Ballymaloe trained chef Fiona Staunton, who runs an online and workplace nutrition and cooking mentoring business, Fiona’s Food For Life, makes an Irish stew that draws on several recipes. “I make a blend of my own, my mother-in-law’s and my Ballymaloe trained one. I use gigot chops, lots of onions, carrots, parsnips, potatoes, pearl barley and liquid aminos.” Liquid what? A liquid seasoning that is source of umami and an alternative to soy sauce, Google tells me. And you can buy it at Tesco and Holland & Barrett.

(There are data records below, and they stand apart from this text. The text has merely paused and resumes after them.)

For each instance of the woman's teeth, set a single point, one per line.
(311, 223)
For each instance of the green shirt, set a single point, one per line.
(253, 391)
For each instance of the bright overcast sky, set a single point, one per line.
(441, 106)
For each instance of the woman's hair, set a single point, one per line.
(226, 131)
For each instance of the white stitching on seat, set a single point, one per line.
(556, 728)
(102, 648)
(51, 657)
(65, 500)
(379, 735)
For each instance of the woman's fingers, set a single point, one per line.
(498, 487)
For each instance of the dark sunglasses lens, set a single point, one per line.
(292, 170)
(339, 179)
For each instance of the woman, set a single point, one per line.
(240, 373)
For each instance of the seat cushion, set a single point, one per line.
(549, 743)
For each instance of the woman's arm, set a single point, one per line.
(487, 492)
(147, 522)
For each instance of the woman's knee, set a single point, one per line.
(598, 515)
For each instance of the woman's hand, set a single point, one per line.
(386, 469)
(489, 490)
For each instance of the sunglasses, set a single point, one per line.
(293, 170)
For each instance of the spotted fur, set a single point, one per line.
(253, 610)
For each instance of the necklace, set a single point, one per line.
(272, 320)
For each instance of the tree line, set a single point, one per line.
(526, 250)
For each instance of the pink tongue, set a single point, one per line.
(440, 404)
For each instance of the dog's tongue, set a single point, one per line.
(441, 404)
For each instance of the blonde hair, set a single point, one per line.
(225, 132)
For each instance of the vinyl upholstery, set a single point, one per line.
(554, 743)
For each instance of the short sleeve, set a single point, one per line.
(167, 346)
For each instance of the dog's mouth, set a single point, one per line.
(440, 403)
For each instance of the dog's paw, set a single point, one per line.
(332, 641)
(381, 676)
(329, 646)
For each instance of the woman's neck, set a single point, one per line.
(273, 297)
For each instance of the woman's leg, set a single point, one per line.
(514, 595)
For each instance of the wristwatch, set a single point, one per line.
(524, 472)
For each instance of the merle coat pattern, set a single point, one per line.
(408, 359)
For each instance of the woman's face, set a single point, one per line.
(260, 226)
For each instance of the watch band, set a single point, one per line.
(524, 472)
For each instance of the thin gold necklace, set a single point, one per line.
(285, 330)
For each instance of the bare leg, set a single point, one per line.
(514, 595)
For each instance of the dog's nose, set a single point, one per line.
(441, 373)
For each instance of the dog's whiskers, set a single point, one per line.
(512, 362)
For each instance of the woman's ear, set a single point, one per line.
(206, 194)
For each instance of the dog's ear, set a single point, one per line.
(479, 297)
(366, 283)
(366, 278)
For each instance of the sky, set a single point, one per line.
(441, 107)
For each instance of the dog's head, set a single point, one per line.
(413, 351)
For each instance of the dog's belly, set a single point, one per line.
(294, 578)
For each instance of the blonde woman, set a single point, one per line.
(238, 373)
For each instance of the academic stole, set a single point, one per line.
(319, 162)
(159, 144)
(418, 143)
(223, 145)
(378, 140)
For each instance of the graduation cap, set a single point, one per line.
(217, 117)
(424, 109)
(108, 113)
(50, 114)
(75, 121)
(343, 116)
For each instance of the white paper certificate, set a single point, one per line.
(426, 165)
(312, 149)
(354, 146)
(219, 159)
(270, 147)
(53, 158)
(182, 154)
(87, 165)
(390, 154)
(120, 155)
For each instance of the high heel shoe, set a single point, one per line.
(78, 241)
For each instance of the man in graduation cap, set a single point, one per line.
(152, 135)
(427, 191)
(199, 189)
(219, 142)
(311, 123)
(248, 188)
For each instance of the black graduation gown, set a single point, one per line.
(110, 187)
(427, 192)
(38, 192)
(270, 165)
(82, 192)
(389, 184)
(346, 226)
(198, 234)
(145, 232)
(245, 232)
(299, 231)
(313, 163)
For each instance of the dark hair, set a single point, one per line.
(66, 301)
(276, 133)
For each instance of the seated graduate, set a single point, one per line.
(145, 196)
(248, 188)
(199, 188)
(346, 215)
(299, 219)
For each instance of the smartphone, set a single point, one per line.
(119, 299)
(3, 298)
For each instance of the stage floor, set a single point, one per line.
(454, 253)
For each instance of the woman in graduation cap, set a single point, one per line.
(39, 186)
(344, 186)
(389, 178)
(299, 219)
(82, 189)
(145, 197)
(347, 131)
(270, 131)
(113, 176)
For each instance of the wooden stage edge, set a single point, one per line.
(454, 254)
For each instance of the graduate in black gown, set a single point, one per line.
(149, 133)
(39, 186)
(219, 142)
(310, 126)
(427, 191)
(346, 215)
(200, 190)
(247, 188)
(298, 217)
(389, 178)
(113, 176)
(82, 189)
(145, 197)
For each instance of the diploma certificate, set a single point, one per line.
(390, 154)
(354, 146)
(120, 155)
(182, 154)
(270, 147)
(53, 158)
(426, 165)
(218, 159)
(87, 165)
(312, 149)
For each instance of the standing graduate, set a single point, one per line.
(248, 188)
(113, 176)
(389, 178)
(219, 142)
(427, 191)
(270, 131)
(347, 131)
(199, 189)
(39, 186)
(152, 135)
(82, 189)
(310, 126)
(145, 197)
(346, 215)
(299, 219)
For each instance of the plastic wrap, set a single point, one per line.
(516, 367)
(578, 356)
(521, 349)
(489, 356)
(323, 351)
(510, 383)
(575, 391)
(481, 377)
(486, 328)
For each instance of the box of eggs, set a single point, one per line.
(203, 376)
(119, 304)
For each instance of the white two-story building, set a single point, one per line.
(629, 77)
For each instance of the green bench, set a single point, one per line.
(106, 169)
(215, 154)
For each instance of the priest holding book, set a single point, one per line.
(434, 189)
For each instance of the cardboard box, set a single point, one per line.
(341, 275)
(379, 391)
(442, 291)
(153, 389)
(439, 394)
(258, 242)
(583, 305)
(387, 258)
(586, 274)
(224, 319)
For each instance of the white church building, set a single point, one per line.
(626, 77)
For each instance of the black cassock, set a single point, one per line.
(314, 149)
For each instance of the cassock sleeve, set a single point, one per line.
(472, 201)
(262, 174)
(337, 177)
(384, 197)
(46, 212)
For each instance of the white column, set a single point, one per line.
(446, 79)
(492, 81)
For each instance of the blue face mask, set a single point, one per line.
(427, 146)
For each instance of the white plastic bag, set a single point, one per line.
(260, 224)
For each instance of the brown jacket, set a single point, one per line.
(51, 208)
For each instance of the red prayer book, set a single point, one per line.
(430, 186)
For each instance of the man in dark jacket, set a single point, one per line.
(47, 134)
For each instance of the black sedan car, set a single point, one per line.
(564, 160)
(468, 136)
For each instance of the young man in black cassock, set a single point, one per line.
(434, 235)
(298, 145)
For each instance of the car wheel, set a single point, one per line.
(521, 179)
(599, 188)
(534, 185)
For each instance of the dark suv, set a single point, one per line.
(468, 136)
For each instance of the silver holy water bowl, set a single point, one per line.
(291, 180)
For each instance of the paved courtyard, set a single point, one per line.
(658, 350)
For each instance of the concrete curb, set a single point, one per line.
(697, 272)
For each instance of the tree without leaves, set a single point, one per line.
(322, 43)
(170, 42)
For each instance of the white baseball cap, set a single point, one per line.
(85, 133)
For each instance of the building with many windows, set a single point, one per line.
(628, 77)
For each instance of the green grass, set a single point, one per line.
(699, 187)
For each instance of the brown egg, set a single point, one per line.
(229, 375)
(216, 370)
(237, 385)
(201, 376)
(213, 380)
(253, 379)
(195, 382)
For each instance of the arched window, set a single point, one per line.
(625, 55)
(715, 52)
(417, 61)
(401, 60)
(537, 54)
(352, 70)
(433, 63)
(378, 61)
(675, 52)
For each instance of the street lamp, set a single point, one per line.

Ida Milne, writing from Co Carlow, has an interesting take on another Irish traditional favourite, colcannon. “I’m a zealot for a form of colcannon from north Wexford. Layer chopped peeled potatoes, an onion and a parsnip in a saucepan, and top with a dome of layers of white cabbage, the whole leaves. In the traditional recipe, you add a little over a mug of water, and seal with a lid of parchment paper and string. Simmer very slowly for about an hour. You’ll know by the change in smell, to a sort of vegetable caramel, that it’s ready. Add white pepper (trust me) and salt and butter. It’s exquisite, a complex flavour that needs nothing else.”
Coddle may be a Dublin speciality, but its charm has spread far and wide. Imelda Murphy, writing from Co Tipperary, says: “Me ma made a great coddle, she would send one of us to the shops to get her a bunch of parsley, thyme and a few onions, then around to the butchers for two pounds of sausages and rashers. She would sit at her kitchen table peeling the potatoes for her Dublin Coddle. She didn’t do carrots, in the recipe she got from her mother. She would be 100 years old this year, had she lived. We will be honouring her in our kitchen during the year, sending her great grandkids down to the butchers, and having a pot of her coddle on the cooker.”
Paul Tyrrell, from Co Dublin, has his own recipe for what he calls upmarket coddle. “When I was a child, we had coddle twice a week during the winter. It was made with Gramby sausages, streaky bacon, onions, spuds and the secret ingredient was a celery stock cube. Today I make it with Superquinn sausages, ham pieces, onions, a packet of potato soup, and a chicken stock cube. I cook the potatoes separately.”